The Confederate memorial in downtown Lenoir was erected in May 1910, though originally it sat at the middle of the intersection of Main Street and West Avenue. It was paid for by the local chapter of the United Daughters of the Confederacy.
No version of the Confederate flag appears on the memorial obelisk that the United Daughters of the Confederacy paid to have erected at downtown Lenoir’s main intersection in May 1910.
In many ways, it resembles a cemetery memorial. Near the top on the side facing the intersection are the letters CSA, for Confederate States of America, above a bas relief image of a cloth or shroud similar to depictions on many decorative headstones from the early 20th century, and on either side are 1861 and 1865, the short-lived nation’s year of birth and year of death.
On the front of the base of the memorial are four lines from Theodore O’Hara’s poem “Bivouac of the Dead,” written in 1847 in honor of troops killed in the U.S. war with Mexico. Excerpts from that poem appear on both Union and Confederate memorials around the nation, as well as throughout Arlington National Cemetery. Below that it says, “In honor of the men who wore gray.”
On the back of the base are listed the regiments where men from Caldwell County served, and below that is “Erected by the Vance Chapter of the United Daughters of the Confederacy of Caldwell County, N.C. May 1910” — the only place where either “Confederate” or “Confederacy” appears.
The obelisk is surrounded by a flat lawn and hidden a bit from West Avenue by a row of crape myrtles. It is a small but park-like setting, quiet, spartan and even a bit funereal.

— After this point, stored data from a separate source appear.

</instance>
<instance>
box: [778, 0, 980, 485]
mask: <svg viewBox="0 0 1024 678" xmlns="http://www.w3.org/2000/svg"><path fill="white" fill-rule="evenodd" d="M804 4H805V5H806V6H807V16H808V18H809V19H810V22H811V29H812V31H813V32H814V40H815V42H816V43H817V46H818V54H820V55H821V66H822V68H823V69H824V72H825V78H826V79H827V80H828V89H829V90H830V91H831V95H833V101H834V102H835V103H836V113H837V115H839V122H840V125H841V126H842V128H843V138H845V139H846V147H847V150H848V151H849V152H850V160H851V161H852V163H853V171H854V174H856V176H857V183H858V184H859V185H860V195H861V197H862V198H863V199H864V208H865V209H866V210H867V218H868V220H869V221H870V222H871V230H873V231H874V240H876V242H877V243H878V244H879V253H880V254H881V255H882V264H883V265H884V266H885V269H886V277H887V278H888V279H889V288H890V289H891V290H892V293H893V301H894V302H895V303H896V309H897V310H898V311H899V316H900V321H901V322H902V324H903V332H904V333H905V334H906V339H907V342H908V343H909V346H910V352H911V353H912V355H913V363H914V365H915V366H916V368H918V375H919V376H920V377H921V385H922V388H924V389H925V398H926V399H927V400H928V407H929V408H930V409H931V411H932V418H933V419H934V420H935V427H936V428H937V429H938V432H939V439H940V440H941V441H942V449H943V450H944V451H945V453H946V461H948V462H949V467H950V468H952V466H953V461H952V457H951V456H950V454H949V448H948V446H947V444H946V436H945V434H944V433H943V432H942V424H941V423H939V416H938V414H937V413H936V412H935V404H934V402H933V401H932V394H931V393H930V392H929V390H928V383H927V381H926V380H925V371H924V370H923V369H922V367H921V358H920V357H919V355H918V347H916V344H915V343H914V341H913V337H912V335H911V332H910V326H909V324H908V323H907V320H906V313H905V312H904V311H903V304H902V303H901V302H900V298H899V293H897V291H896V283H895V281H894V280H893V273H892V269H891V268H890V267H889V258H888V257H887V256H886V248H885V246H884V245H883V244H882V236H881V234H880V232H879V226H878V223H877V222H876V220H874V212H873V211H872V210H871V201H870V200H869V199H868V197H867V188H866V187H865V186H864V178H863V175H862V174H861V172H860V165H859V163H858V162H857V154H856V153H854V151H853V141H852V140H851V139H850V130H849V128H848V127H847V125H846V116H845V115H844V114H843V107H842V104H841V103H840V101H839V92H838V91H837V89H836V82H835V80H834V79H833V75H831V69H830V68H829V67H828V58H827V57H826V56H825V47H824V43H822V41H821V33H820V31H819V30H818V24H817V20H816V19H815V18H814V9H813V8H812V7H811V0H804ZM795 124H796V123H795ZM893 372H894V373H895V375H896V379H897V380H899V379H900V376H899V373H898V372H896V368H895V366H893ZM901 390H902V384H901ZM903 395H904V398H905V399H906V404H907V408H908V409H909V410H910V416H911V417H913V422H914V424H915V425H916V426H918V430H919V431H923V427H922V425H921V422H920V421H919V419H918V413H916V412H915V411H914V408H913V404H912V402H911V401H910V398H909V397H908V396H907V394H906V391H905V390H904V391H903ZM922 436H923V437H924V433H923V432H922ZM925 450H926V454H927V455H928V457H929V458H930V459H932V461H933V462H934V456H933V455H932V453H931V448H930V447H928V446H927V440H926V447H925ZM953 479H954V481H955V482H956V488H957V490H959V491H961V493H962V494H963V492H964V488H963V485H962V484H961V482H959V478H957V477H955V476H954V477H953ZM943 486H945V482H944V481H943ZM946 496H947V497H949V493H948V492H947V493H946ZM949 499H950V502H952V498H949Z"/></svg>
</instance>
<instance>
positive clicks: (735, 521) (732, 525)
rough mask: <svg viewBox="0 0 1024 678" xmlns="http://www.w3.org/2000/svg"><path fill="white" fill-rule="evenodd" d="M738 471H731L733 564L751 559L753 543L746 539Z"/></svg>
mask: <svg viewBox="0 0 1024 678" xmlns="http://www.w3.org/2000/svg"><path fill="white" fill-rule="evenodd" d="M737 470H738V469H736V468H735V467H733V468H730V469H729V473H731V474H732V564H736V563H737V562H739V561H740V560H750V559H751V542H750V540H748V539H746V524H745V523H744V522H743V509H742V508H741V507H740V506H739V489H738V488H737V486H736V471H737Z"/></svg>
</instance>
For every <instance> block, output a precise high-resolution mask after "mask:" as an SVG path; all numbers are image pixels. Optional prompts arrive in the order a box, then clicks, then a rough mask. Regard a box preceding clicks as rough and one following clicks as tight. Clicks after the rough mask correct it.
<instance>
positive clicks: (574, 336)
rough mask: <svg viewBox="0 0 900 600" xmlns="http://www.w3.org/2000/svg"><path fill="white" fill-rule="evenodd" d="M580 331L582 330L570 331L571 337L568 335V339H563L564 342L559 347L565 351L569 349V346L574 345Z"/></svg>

Directly south of that is Lenoir’s veterans memorial, which has a larger obelisk, an eternal flame within a sleek, dark pyramid, the flags of all services with a plaque at the base of each, the state and U.S. flags, and pavers with individual names. This corner commands attention, calling passersby to investigate, and yet it is solumn and stately. It is not just a memorial marker but a tribute to all the generations who helped ensure the survival of the United States of America.
In that context, the Confederate memorial had always struck me as a historical marker honoring the dead, not celebrating the cause for which they fought. Whatever their beliefs or motivation, these were fathers, sons, brothers and neighbors. They had lives before the battlefield, and that is the loss the monument mourns.
But on Thursday a woman from somewhere else in North Carolina — if she gave her name and where she was, it was so briefly that it never registered, but her accent was familiar — asking whether the News-Topic had reported on whether Lenoir was going to dismantle and remove what she called the city’s “Confederate statue.”
I surmised she meant that, in light of the sharp shift of attitudes against the Confederate battle flag since the shootings in Charleston, S.C., all things Confederate may be considered suspect.
I told her that no one to my knowledge had raised the suggestion, that since there is no depiction of the “Stars and Bars” on the monument I had not made a connection with the flag controversy, and that the monument is an obelisk, not a statue depicting a soldier defiantly standing ready to fight, as exist in many other towns.
She then insisted that, yes, the memorial actually is connected to the controversy “because the word Confederate is on it,” and she launched into an explanation of why, “soon,” people “all across the state” will be calling for such monuments to be removed. Without pausing, she said she would put my response “in my paper. Thank you,” and hung up.
I reeled a bit. “My paper”? Had I just been the victim of drive-by advocacy journalism? Or was she writing a research paper on the topic as an academic exercise?
I suppose I’ll find out sooner or later, Google help me.